Soon. Soon, he would be able to return. When the last of his wounds had healed, when the last of the Death Eaters had been defeated, he would be able to go back to country of his birth, back to the people who loved him.

“Ginny,” he whispered softly, remembering the love that he had abandoned. He shook his head slightly, ignoring the pain that the action caused, and pulled a shirt over his head, dressed and ready to face another day.

He moved across the hall into his garishly decorated kitchen and grabbed an apple to eat, too lethargic and too apathetic to prepare anything substantial. Is this what he had been reduced to? He had gone from a man who had once been a hero to someone who could barely extract himself from his bed every morning, dreading every waking hour. For that is what it truly was; he could not stand to be awake, for it reminded him of everything he had ever lost, and everything that could have been his.

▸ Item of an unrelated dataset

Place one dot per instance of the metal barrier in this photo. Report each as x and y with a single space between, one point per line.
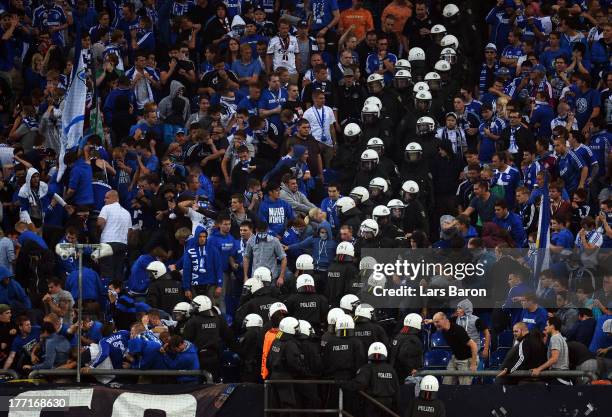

A knock on the door interrupted his self-pitying reverie, as his well-honed reflexes took over. He grabbed his wand from his front pocket (never the back), and moved swiftly without a sound to the door of his flat, silently cursing the fact that he had never invested in a Foe-glass. He paused, waiting.

“Harry?” called a soft voice, and he was surprised, not only for the fact that someone had found him, but that he recognized the voice. He unlocked the door cautiously then, and stood up, still clutching his wand, prepared for anything.

For almost anything, it turned out. As the door swung open and revealed the young woman on his doorstep, his heartbeat quickened in shock, and his grip on his weapon faltered slightly, as he studied not the woman before him but the small child in her arms, silent and curious.

“Hello, Harry,” she said softly, smiling sadly as she met very shocked emerald eyes. “May we come in?”